# Does gravity pull anything up?

I was watching a smoke simulation tutorial (VFX), the trainer mentioned that gravity needs to be turned "on" to have a smoke simulation rise. He mentioned turning gravity "off" the density of the smoke moves around but never RISES due to no gravity.

Is this just a software "cheat" or does this happen in reality.

Just curious.

• In reality it is difficult to cheat and turn off gravity. In software you can specify acceleration, but gravity is common and available as an option. Less dense material is displaced upwards by more dense material by gravity (acceleration in general). If you hold a helium filled balloon by an attached string in a car just below the car's ceiling (with closed windows) and increase speed (positiely accelerate forward) the balloon moves forward relative to the ocupants as the air molecules are shifted rearwards during the acceleration. The vector of shift is in combination with gravity. Aug 12 '21 at 16:51
• Imagine what striking a match would look like without gravity to cause the flame to rise. Aug 12 '21 at 16:56
• FWIW, here's a question about the behaviour of flames in microgravity: physics.stackexchange.com/q/399688/123208 Aug 12 '21 at 17:04

With gravity, there is a density gradient in the vertical direction. The strength of the gradient depends on the mass of the species. Since the atmosphere has a mixture of different species, you get a separation between different components in the vertical direction, that you would not get if you just mixed all the same gases together in free space (or in a chamber where you could ignore gravity).

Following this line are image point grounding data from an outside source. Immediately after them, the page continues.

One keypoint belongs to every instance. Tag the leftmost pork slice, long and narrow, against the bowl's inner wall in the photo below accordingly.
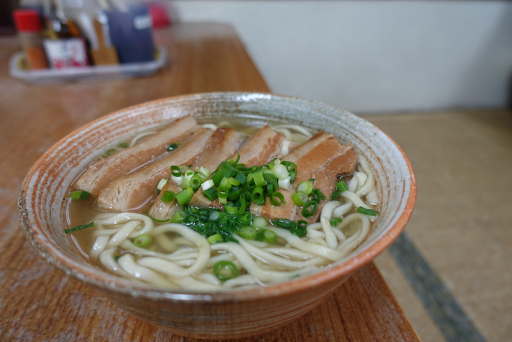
(103, 171)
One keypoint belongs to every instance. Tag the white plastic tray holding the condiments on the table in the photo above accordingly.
(91, 73)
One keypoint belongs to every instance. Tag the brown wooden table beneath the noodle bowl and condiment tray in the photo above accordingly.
(39, 302)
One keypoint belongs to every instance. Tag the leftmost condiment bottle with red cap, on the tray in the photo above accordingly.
(29, 28)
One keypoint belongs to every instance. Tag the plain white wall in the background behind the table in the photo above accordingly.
(374, 56)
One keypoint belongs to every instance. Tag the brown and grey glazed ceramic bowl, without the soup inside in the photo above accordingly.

A simple model of this is the isothermal atmosphere. The pressure of a gas varies with height $$z$$ as $$$$p(z) = p_0 e^{-z/z_0}$$$$ where $$p_0$$ is the "sea level" pressure and the scale height $$z_0$$ is $$$$z_0 = \frac{R T}{\mu g}$$$$ where $$R$$ is the gas constant, $$T$$ is the temperature, $$g$$ is the acceleration due to gravity, and $$\mu$$ is the molecular weight of the gas. If the molecular weight of a gas is smaller than that of air, it will tend to be more dense than air at higher altitudes.

This equation also implies that if the temperature of a gas $$T$$ is larger than the ambient air temperature, it will be denser than air at larger heights -- hence "hot air rises." I suspect this latter point explains the behavior of the smoke in the simulation.

• you explained it beautifully, thanks. Aug 12 '21 at 16:52
• @icYou520 Actually thinking about it, the temperature is probably more relevant than the molecular weight for smoke. I'm updating the answer to state this. Aug 12 '21 at 16:56
• Also, because smoke particles are so small they have a very high surface to volume ratio, which gives them a very low terminal velocity. Aug 12 '21 at 17:02

In reality you can not turn of or on the gravity on earth, you could do the experiment in the space station or in free fall and see that the smoke behaves like mentioned without gravity.

“Down” in any location is generally defined as the direction of the local gravitational force (unless you are in a rotating system). “Up” is the opposite direction. So, by definition, gravity cannot act up.

I guess this is due to the fact that when gravity is turned on, the heavier gases settle down and so the lighter gases(smoke) can move up. On the other hand, if there is no gravity all gases are just mixed up together and the smoke doesn't rise.